Cytotoxicity was presented as the percentage of cell viability, which was evaluated by a cell counting kit-8 (CCK-8; Dojindo Laboratories, Kumamoto, Japan) method. In 300 μL antibiotics-free medium, 5.0×103 or 1.0×104 cells/well were seeded in 24-well plates and cultured to 70%–80% confluence for PEI or ~90% for Lipo2000 at the time of transfection. The PEI/pDNA or Lipo2000/pDNA complexes containing 0.8 μg pEGFP-C1 were added to corresponding wells according to the transfection procedures. To each well 30 μL of CCK-8 was added and the plates were incubated at 37°C for an additional 2 hours. Absorbance values were measured at a wavelength of 490 nm and a reference wavelength of 630 nm using a multifunctional microplate reader (Varioskan Flash; Thermo Fisher).
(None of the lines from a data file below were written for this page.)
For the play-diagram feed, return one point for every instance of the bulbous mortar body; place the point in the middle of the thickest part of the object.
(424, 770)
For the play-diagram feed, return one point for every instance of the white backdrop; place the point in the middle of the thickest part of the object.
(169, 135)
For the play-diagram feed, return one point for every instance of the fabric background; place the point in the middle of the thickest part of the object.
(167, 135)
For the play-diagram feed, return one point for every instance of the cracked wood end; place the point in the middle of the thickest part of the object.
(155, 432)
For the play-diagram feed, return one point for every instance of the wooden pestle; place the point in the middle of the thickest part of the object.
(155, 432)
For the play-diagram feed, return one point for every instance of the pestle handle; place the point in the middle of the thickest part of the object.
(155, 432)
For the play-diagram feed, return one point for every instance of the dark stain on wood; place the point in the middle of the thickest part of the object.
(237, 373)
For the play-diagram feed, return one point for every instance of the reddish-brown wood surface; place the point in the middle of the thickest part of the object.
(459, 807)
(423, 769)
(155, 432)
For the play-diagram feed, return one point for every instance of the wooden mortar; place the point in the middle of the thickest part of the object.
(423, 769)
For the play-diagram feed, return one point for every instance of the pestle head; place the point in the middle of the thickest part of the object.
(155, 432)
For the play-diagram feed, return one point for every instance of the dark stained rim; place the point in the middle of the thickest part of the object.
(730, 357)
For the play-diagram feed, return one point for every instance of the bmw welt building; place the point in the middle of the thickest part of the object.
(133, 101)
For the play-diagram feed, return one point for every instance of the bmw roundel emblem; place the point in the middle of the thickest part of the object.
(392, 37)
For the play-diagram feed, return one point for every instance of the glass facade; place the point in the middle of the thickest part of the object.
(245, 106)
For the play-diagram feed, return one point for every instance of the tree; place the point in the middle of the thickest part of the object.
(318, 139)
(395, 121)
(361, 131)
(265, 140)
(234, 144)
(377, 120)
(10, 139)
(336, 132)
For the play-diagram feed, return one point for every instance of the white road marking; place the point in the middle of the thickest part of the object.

The cell viability was calculated according to the formula: cell viability (%) = [(Asample–Ablank)/(Acontrol–Ablank)] ×100%. Here, Asample, Acontrol, and Ablank are the absorbance values of transfected cells, untransfected cells, and the medium, respectively.
DNA labeling and intracellular traffic analysis
The plasmid pGL3-control was labeled with TOTO®-3 iodide (Molecular Probes, Inc. Eugene, OR, USA) according to previously described protocol.23 Cells were treated with PEI/ TOTO®-3-pDNA polyplexes using the standard and modified methods for 4 hours and 1.5 hours, respectively. To observe the intracellular traffic of labeled pDNA, cells were washed with PBS twice and analyzed using confocal laser scanning microscopy (Leica TCP SP5) with the excitation wavelength at 642 nm and emission wavelength at 660 nm.
Particle size and zeta potential analysis
For the standard method, 4 μg pDNA (pGL3-control) and 5 μL PEI (1 mg/mL) or 4 μg pDNA and 10 μL Lipo2000 were diluted, respectively, in 250 μL H2O, mixed, incubated for 20 minutes at room temperature, and then diluted to 2 mL with H2O. For the modified method, 6 μg pDNA and 7.5 μL PEI or 6 μg pDNA and 15 μL Lipo2000 were diluted, respectively, in 525 μL H2O, mixed, and incubated for 20 minutes at room temperature. One milliliter of the complexes was used for size and zeta potential measurements using a Malvern Zetasizer Nano ZS90 (Malvern Instruments Ltd, Malvern, UK) at 25°C.
Endocytosis inhibition assay
Hep G2 cells were pretreated with 5 mM mβCD, 1 mM amiloride hydrochloride, or 10 μg/mL chlorpromazine hydrochloride for 1 hour at 37°C, respectively. The subsequent transfection of pEGFP-C1 was performed as described and cells were analyzed 48 hours later for EGFP expression by FACS.
Each experiment was performed in triplicate and repeated three times unless stated otherwise. Data were statistically analyzed using the software SPSS 11.5 and presented as mean ± standard deviation. The value of P<0.05 was considered as a significant difference, while P<0.01 was highly significant.
The influence of polyplex volume on transfection efficiency
The transfection efficiencies were qualitatively evaluated by observing the expression of EGFP in Hep G2 cells. In the transfection cases using the modified method, the efficiencies were higher than those of the PEI standard method when the volumes of PEI/pEGFP-C1 polyplexes were above 400 μL (Figure 1A). The results were further quantitatively analyzed by FACS (Figure 1B). The efficiencies increased gradually in the cases from 300 μL to 700 μL of polyplexes and then decreased. At the volume of 700 μL, the peak value was significantly higher than others and approximately 2.8-fold that of PEI standard transfection (Figure 1C). The results indicated that the modified transfection method significantly improved the gene transfection efficiency in a volume-dependent manner.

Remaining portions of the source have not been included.